There is not much to describe about the play. Obviously, in 6S, you find out trump at 2-1, then you give up a heart trick and claim.
Obviously, there is no point to playing 7S safe for down 1.
The opening lead was the queen of clubs. I had to assume the diamond king was onside, giving me 12 tricks on top. Then I needed to develop your 13th by a squeeze. Unfortunately, hearts is the only suit where I might have a threat against only one defender. Fortunately, I had threats in three suits.

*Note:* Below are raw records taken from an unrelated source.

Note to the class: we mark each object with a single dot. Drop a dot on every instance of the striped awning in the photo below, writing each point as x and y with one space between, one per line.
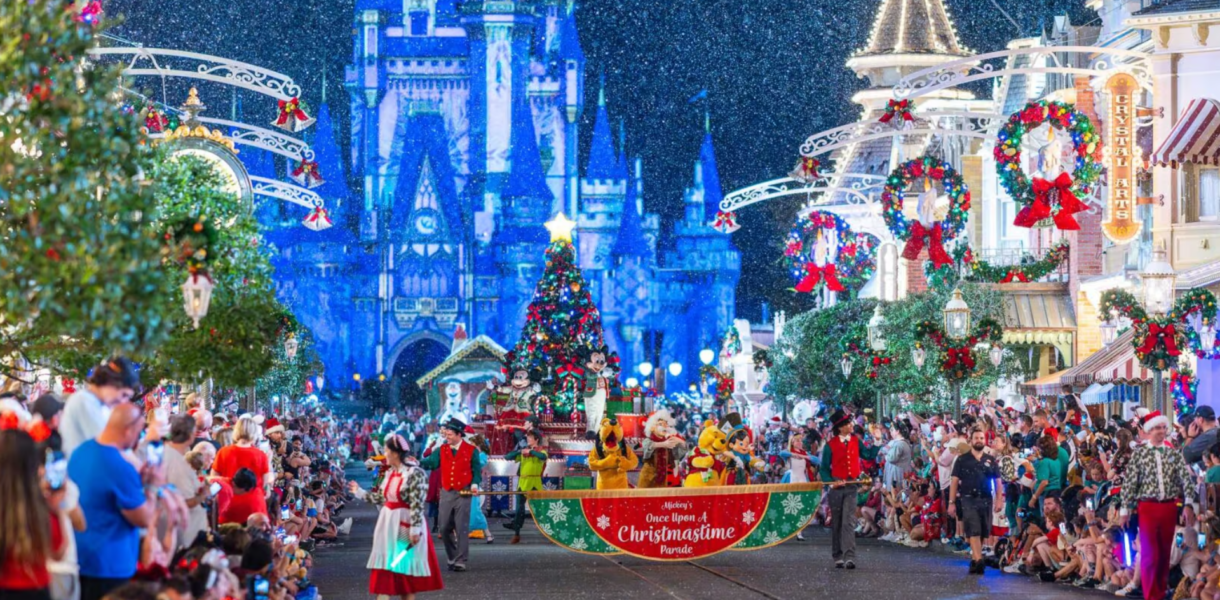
1194 138
1114 364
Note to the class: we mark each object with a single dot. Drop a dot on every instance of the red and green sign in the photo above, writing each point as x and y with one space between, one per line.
676 523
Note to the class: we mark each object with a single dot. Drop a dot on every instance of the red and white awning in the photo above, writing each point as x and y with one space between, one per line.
1194 138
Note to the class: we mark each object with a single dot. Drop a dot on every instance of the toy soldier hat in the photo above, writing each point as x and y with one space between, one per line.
839 418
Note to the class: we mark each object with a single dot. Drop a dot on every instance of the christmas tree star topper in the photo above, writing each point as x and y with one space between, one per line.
560 228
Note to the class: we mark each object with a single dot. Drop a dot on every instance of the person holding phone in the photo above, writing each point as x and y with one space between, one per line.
403 561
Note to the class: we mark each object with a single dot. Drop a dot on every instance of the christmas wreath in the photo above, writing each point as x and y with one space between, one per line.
958 360
1185 388
190 244
849 266
1048 201
1197 309
915 233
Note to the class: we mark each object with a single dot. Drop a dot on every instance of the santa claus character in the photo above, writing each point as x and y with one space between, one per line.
598 379
660 440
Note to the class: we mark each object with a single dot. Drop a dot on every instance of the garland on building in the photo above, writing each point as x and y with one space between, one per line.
1048 201
848 266
872 359
1185 388
957 361
915 233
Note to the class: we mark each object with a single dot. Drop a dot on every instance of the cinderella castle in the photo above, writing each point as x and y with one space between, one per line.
465 120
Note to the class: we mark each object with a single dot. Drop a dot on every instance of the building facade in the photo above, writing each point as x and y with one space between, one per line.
465 120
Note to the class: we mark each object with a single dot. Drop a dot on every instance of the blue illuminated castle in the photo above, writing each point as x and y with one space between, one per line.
464 138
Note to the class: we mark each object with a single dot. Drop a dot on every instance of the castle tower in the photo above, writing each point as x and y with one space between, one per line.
602 194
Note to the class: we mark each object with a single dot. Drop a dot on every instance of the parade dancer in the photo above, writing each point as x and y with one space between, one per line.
1155 482
456 460
403 561
841 465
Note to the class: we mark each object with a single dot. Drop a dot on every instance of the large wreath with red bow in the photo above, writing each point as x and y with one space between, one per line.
958 359
914 233
853 260
1048 201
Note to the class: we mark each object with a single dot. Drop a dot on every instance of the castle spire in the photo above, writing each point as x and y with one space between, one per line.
603 162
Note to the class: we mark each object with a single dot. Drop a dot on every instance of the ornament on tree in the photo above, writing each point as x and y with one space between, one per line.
725 222
308 175
807 170
902 111
292 116
317 220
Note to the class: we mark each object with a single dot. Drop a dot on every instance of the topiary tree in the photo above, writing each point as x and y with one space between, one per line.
79 259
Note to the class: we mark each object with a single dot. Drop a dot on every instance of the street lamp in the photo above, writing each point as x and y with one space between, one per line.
1158 279
290 346
957 326
197 294
877 342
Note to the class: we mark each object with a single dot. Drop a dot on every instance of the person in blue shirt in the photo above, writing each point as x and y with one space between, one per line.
117 500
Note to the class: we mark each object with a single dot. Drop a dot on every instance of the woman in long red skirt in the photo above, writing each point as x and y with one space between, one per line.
403 561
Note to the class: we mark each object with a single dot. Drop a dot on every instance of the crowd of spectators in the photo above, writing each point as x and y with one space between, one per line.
121 495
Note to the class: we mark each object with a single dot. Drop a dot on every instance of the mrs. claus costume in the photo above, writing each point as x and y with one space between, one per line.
398 567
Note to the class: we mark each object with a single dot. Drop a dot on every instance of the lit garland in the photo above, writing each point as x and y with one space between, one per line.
1185 389
915 234
1025 271
1046 203
958 360
853 256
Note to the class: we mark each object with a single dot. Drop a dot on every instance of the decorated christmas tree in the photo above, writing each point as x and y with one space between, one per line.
561 326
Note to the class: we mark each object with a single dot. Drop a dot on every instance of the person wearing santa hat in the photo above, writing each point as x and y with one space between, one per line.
841 468
1155 483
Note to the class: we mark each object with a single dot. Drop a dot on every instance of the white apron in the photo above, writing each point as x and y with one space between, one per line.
389 553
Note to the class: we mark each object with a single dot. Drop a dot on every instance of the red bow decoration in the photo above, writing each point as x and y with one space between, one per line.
725 222
290 109
1049 195
935 240
954 356
896 107
1158 333
1019 276
815 275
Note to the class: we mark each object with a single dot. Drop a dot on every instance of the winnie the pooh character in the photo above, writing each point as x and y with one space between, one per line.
610 457
704 466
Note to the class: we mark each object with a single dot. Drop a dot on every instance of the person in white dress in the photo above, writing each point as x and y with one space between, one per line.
403 561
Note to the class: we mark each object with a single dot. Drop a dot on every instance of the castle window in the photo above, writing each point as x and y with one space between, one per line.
419 22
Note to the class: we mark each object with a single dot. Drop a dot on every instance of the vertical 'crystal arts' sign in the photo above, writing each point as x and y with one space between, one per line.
1121 225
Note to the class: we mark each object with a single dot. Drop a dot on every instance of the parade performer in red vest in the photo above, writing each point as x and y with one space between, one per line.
841 464
456 461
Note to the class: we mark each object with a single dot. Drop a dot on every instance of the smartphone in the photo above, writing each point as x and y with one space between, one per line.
56 470
155 453
258 588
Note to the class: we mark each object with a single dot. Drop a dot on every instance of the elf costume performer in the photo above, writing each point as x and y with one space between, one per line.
660 440
403 561
841 467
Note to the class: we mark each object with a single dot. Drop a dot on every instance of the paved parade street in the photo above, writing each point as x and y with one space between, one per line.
797 570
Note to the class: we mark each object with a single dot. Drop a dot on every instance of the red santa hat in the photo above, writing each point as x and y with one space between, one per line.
1152 420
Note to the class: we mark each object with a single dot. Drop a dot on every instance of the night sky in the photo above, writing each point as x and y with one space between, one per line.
772 68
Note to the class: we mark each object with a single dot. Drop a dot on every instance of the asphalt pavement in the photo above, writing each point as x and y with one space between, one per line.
536 568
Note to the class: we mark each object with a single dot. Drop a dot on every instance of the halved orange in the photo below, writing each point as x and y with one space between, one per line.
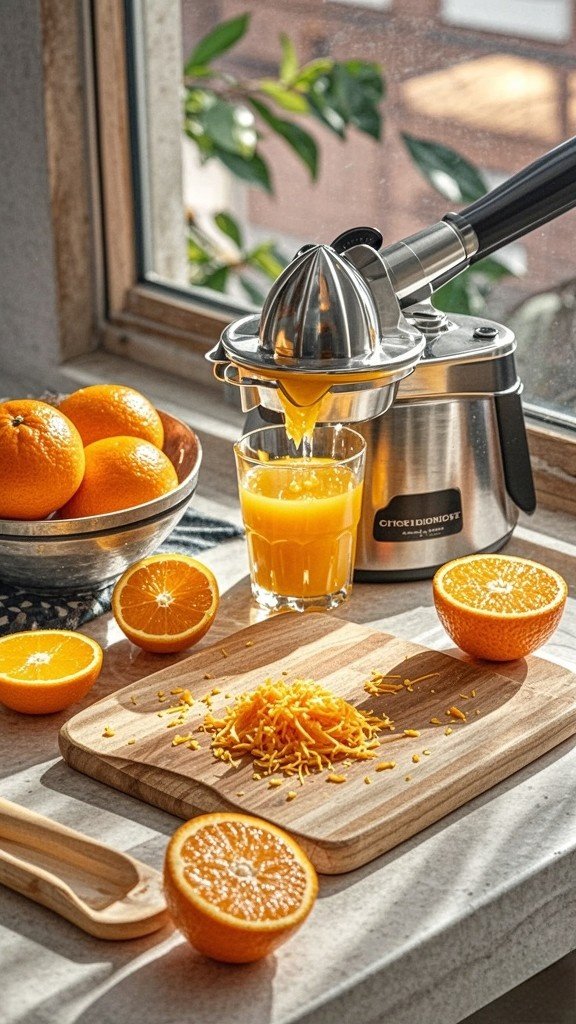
236 886
498 607
44 671
166 602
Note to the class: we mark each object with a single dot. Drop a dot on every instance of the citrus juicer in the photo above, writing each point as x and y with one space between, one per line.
448 466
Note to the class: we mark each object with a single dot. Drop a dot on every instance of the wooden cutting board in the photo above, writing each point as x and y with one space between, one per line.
510 720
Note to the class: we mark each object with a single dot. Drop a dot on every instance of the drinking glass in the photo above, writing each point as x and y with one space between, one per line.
300 507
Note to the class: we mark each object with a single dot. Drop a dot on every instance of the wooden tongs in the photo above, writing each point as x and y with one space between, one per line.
107 893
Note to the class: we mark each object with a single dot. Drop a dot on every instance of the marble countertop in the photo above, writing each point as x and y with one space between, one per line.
429 932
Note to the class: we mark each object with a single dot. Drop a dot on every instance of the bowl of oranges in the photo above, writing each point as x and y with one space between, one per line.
89 483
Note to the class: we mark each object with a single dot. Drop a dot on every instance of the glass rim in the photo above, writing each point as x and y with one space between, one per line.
279 426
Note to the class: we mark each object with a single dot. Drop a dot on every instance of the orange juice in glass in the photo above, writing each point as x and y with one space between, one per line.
301 514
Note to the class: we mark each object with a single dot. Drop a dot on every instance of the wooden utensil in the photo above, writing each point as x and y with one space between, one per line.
105 892
512 715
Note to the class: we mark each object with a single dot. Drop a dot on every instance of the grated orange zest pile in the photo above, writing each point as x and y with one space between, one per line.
296 728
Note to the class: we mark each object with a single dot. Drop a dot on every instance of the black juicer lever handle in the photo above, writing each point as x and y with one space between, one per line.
538 194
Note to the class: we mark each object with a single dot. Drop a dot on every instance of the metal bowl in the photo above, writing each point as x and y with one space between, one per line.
65 555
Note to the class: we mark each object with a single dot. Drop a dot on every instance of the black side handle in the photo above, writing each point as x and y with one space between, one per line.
516 457
541 192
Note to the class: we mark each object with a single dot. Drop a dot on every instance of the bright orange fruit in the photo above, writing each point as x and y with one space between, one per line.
498 607
236 886
112 411
44 671
120 472
166 602
41 459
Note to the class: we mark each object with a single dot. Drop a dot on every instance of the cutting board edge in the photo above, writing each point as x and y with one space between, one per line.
328 854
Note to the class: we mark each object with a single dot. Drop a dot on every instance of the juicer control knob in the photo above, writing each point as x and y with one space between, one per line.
486 332
358 237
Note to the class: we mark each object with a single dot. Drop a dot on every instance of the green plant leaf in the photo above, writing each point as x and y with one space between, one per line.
231 126
254 170
288 99
216 42
217 280
466 293
312 71
300 140
228 225
327 115
350 93
289 61
448 172
493 268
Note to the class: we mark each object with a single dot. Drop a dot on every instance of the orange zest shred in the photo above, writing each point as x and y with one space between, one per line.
294 728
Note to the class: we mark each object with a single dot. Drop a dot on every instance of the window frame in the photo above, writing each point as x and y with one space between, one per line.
153 324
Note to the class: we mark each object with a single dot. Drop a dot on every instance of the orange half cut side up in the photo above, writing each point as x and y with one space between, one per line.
44 671
498 607
166 602
237 886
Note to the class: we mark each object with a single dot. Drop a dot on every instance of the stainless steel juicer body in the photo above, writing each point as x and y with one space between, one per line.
448 467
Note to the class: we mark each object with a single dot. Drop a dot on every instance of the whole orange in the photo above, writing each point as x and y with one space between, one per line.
120 472
113 410
41 459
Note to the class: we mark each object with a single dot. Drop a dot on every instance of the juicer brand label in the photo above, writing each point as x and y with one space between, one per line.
419 517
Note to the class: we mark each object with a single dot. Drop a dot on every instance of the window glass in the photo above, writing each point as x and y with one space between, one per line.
296 128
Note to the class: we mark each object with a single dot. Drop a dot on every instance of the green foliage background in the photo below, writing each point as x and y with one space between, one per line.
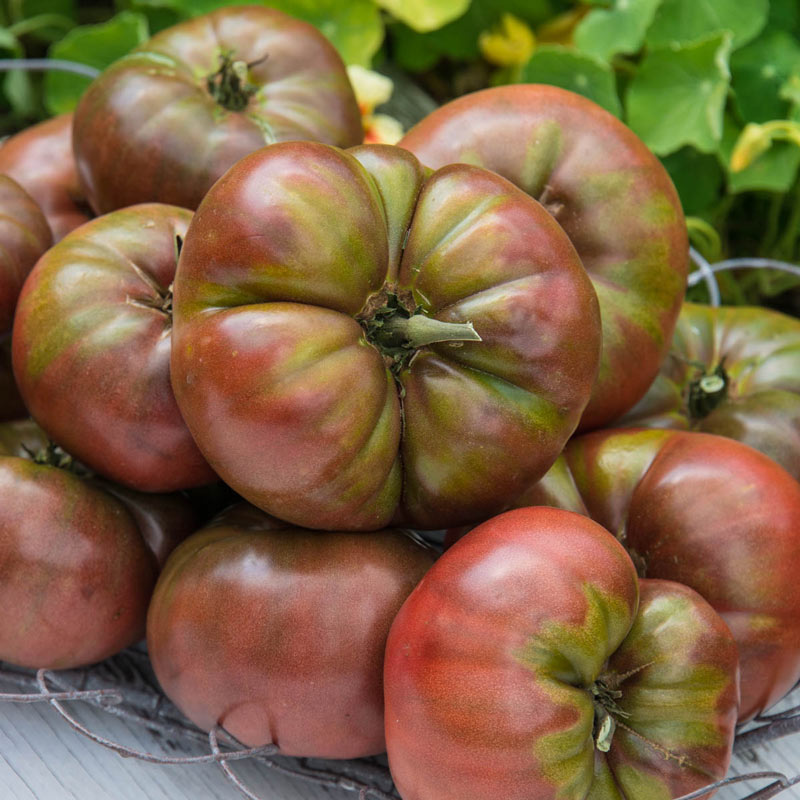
685 75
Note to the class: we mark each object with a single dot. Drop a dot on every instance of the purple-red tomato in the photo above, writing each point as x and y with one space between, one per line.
40 159
705 511
24 236
91 349
526 665
164 122
79 558
358 340
277 634
732 371
610 194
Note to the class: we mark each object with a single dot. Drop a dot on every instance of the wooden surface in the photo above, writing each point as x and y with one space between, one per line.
43 758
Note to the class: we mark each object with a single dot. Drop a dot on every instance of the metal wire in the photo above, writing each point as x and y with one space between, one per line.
125 686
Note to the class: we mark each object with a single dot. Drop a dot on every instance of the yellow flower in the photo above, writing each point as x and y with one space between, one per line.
510 44
371 90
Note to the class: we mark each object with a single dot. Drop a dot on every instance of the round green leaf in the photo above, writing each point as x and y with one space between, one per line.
682 21
678 96
759 70
96 45
621 29
578 72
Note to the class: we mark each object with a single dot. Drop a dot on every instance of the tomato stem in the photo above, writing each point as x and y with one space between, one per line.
229 85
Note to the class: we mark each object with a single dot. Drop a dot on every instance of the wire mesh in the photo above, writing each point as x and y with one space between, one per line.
125 686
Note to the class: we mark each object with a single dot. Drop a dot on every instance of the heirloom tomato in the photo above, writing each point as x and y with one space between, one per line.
91 349
277 634
357 340
610 194
705 511
734 372
164 122
40 159
527 665
79 557
24 236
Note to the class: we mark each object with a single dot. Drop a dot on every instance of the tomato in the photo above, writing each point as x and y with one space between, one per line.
708 512
25 235
609 193
164 122
40 160
91 349
526 666
79 558
277 634
323 296
733 372
11 405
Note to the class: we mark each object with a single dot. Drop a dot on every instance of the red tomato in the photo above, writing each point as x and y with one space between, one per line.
91 349
277 633
611 195
525 666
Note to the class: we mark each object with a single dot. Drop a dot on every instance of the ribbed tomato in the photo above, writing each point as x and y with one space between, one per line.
164 122
610 194
91 349
529 665
277 634
358 340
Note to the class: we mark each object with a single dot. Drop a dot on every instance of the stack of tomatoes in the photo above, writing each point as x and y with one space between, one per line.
363 341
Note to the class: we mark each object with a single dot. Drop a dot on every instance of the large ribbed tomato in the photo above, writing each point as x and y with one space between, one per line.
526 666
734 372
91 349
277 634
78 556
164 122
610 194
40 160
710 513
356 338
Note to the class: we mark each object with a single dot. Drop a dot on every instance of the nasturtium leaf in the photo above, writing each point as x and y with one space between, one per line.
759 70
20 92
678 95
775 170
785 14
620 29
458 40
578 72
682 21
698 177
96 45
425 15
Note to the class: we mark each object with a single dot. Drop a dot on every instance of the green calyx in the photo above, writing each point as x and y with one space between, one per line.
230 85
707 391
399 331
606 712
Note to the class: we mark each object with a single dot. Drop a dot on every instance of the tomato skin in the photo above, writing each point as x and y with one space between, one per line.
277 633
759 350
149 130
79 556
708 512
272 365
491 660
40 159
91 349
610 194
25 235
76 570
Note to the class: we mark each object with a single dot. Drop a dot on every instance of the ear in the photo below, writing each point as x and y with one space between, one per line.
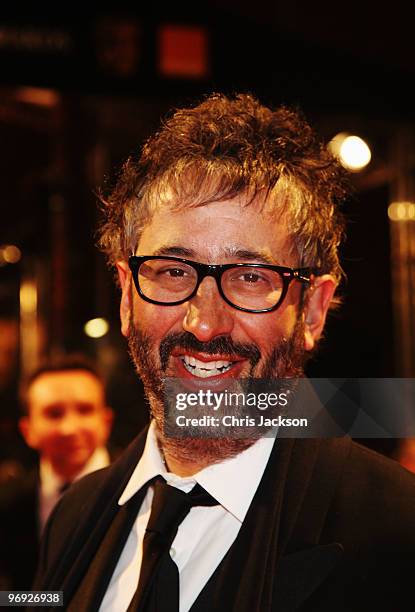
319 298
124 276
26 431
109 419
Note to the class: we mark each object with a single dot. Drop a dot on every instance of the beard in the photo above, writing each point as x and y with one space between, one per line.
285 360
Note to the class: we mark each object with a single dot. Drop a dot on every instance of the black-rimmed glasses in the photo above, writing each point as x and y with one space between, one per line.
250 287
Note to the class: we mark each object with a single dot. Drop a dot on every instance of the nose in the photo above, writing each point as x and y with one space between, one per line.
69 424
207 315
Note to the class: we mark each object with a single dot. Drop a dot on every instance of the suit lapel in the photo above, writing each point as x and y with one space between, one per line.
276 556
73 561
300 574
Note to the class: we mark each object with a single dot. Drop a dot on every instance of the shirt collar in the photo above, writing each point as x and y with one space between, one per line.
223 480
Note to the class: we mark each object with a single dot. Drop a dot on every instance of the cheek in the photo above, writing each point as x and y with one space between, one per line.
267 330
157 321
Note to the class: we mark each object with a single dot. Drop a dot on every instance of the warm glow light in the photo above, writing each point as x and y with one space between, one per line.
38 96
11 254
352 151
28 297
401 211
96 328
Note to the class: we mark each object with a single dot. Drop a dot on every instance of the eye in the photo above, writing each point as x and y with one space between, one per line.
85 408
251 277
173 272
54 412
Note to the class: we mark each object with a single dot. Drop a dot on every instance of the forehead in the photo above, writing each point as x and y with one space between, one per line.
65 386
220 231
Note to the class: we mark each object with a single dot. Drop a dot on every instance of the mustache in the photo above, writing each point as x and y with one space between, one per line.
221 344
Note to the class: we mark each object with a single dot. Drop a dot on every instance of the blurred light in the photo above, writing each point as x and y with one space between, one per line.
28 297
401 211
352 151
10 253
40 97
96 328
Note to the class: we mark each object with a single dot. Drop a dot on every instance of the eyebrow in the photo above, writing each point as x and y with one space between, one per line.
230 253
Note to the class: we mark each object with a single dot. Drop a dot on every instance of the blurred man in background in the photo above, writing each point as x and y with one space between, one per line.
67 422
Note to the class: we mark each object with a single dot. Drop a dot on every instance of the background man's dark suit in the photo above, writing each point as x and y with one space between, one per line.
331 527
19 531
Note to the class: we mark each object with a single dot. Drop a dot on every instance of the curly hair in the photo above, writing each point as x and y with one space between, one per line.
227 147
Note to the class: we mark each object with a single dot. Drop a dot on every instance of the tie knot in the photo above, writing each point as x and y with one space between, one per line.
171 505
64 487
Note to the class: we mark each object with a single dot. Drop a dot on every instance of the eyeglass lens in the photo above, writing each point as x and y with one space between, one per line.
248 287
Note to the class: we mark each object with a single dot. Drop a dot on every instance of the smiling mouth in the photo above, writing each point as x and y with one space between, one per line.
206 369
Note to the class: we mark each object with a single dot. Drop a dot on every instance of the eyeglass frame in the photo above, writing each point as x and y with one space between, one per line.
216 271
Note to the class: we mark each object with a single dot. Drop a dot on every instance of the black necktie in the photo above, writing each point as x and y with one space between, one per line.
64 487
158 586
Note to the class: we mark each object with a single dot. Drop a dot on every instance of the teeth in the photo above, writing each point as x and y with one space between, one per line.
204 369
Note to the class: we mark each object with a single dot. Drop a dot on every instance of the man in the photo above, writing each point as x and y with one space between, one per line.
67 422
225 236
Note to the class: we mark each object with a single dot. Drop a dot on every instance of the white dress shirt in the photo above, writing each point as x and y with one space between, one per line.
205 535
51 482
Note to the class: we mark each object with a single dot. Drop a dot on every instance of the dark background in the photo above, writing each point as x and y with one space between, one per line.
349 67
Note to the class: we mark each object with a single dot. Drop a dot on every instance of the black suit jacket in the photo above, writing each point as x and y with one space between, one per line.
331 527
19 531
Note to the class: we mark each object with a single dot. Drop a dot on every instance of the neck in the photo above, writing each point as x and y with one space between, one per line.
187 456
182 468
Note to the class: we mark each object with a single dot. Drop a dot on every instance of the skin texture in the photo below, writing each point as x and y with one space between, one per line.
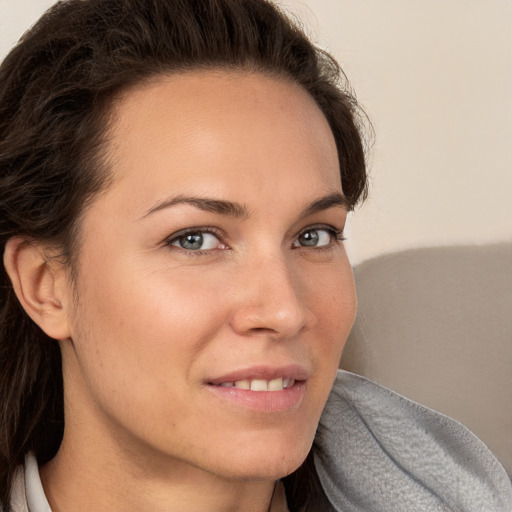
148 324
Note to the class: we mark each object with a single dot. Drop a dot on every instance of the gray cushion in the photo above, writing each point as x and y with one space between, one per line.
435 325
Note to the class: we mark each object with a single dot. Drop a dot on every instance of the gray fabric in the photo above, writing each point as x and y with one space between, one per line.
381 452
435 325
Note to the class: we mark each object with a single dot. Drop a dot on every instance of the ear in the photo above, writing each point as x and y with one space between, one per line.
40 285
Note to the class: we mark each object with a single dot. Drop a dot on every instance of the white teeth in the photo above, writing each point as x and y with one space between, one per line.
275 385
243 384
260 384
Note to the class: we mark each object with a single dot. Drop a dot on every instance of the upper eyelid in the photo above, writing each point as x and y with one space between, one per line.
202 229
219 233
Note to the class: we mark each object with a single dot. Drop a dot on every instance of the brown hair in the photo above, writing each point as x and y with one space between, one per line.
56 88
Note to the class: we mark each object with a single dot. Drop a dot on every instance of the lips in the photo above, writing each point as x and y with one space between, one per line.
262 388
258 375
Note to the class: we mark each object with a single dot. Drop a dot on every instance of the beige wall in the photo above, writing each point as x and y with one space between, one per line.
435 76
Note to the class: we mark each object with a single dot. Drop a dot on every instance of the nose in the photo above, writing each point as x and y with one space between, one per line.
270 300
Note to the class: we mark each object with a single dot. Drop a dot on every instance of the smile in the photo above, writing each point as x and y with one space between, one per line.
260 384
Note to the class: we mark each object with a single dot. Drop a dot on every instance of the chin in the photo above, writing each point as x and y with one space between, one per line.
270 461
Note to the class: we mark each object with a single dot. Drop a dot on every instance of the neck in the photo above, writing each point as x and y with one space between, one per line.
73 481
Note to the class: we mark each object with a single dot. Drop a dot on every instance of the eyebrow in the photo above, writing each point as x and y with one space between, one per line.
202 203
233 209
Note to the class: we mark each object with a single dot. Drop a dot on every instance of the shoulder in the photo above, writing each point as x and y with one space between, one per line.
377 450
27 494
18 493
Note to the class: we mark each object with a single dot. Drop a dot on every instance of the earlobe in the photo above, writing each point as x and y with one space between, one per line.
39 285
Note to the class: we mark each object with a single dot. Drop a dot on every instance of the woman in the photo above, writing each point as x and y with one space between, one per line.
175 179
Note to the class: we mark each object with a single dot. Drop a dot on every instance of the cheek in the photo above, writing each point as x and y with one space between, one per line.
139 333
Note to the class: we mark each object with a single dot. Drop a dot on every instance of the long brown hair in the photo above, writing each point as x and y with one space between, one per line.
56 88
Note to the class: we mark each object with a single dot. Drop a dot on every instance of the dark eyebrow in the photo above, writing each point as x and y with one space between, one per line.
203 203
233 209
326 202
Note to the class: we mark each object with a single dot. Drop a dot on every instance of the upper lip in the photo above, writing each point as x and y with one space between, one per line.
263 372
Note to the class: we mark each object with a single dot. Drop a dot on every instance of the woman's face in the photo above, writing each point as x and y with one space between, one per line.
212 263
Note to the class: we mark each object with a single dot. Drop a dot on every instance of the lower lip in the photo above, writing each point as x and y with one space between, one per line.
263 401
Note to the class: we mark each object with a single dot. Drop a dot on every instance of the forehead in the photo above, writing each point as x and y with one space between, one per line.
208 129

So the play of the hand is to run the spades, at least until there is just one left; pay attention to the discards; try to figure out what is happening; then run the most likely double squeeze. At the table, Righty signalled positively in diamonds, which was good to see. Then Lefty abandoned diamonds while Righty abandoned clubs. No one pitched hearts, making it look like they were 3-3. So I ran the double-squeeze with hearts and the both suit. In fact Lefty had 4 hearts and was squeezed on the last diamond, for making 7.
But, because Lefty had four hearts, it was a true compound squeeze.